Maratha quota: Royals Sambhajiraje and Udayanraje close ranks

Urge State government to call a special session of the Assembly to debate the issue

June 15, 2021 02:56 am | Updated 11:15 am IST - Pune

BJP MPs Sambhajiraje Chhatrapati (L) and Udayanraje Bhosale (R) arrive to discuss Maratha reservation in Pune on Monday.

BJP MPs Sambhajiraje Chhatrapati (L) and Udayanraje Bhosale (R) arrive to discuss Maratha reservation in Pune on Monday.

Influential Maratha community leaders and fellow royals, Sambhajiraje Chhatrapati and Udayanaraje Bhosale, both direct descendants of Chhatrapati Shivaji, closed ranks over the Maratha reservation issue at a rare meeting in Pune on Monday.

Both leaders, who are BJP MPs, warned the ruling Uddhav Thackeray-led Maha Vikas Aghadi (MVA) leadership in Maharashtra of the simmering resentment among the Maratha youth, while adding that they would not be in a position to restrain the restive community in the event of “violent protests”.

“Since the Supreme Court had scrapped the reservation last month by citing that the Maratha community did not fall in the ‘backward category’, there are only two ways forward: file a review petition and then a curative petition. But since the process of forming a committee again, which will submit its recommendations to the Governor who will refer the matter to the President and so on, is long and cumbersome, the State government must immediately try and extend Other Backward Class [OBC] benefits to the poorer sections of the Maratha community. The government can consider using supernumerary methods of providing jobs to the youth,” Mr. Chhatrapati, a scion of the royal household’s branch in Kolhapur, said.

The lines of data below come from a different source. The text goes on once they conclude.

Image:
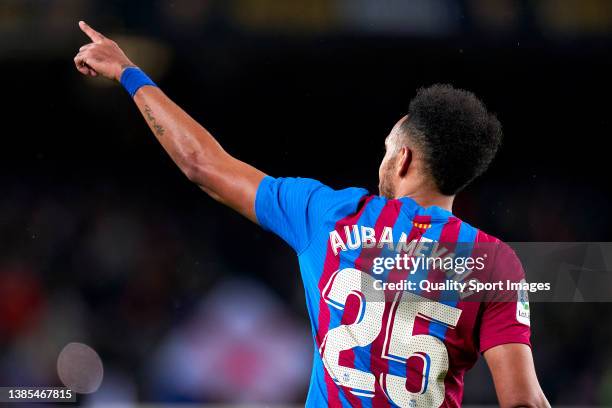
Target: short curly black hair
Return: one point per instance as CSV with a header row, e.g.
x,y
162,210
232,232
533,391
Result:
x,y
457,134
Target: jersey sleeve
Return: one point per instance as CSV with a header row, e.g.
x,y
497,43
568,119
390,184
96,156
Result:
x,y
505,317
294,208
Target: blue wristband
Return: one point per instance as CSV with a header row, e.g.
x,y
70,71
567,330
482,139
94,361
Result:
x,y
132,79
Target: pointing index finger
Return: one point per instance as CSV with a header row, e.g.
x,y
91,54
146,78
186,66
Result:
x,y
90,32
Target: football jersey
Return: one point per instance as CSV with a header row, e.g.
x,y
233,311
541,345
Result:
x,y
385,348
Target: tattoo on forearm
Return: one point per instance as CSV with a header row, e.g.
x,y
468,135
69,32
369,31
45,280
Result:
x,y
157,128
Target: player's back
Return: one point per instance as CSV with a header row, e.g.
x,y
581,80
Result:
x,y
382,336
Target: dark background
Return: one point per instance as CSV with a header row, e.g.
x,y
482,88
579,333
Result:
x,y
103,241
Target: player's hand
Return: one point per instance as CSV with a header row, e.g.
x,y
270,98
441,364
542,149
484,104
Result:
x,y
101,57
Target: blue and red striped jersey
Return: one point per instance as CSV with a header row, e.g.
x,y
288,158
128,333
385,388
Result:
x,y
384,348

While relations between both royals was believed to be frigid at best, the presentation of a united front over the boiling Maratha reservation issue was meant to send a strong signal to the community members, said observers.

While both royals exhorted every MLA and MP in Maharashtra to clarify their stance on the issue, Mr. Bhosale, the descendant from the Satara branch, said the onus of resolving the issue was with the State government rather than with the Centre.

“It is important for all the leaders in the State to make their stand clear now. I fully support Sambhajiraje’s efforts in his forthcoming agitation… There is unquestionably a social divide being created on the Maratha reservation matter by politicians. Even our friends, who may be of a different caste, keep their distance from us while talking… The State’s leadership will be responsible if the matter spirals out of control and that if that happens, as I think it will in the near future, then neither myself nor Sambhajiraje will be able to restrain the Maratha community,” Mr. Bhosale said.

Criticising both the State and Central leadership for not practising issue-based politics, Mr. Bhosale urged the State government to call a special session of the Assembly to debate the issue.

“I have no faith in court outcomes. I am of the firm opinion that no one in the Supreme Court had properly read the report of the Gaikwad Commission before scrapping the Maratha quota law. Unfortunately, the ‘people’s rulers’ [elected representatives] today lack the willpower to give reservation to the Maratha community,” said Mr. Bhosale, urging the community to question every elected representative in Maharashtra of what they had done to push the quota issue.

Remarking that Dr. Babasaheb Ambedkar had written the Indian Constitution more than 70 years ago when the political situation was completely different, the Satara royal called for a constitutional amendment, if necessary, to grant quota for the Marathas.

Earlier this month, Mr. Chhatrapati had signalled the intensification of the quota agitation by announcing that the first Maratha morcha (rally) would commence from Kolhapur district on June 16.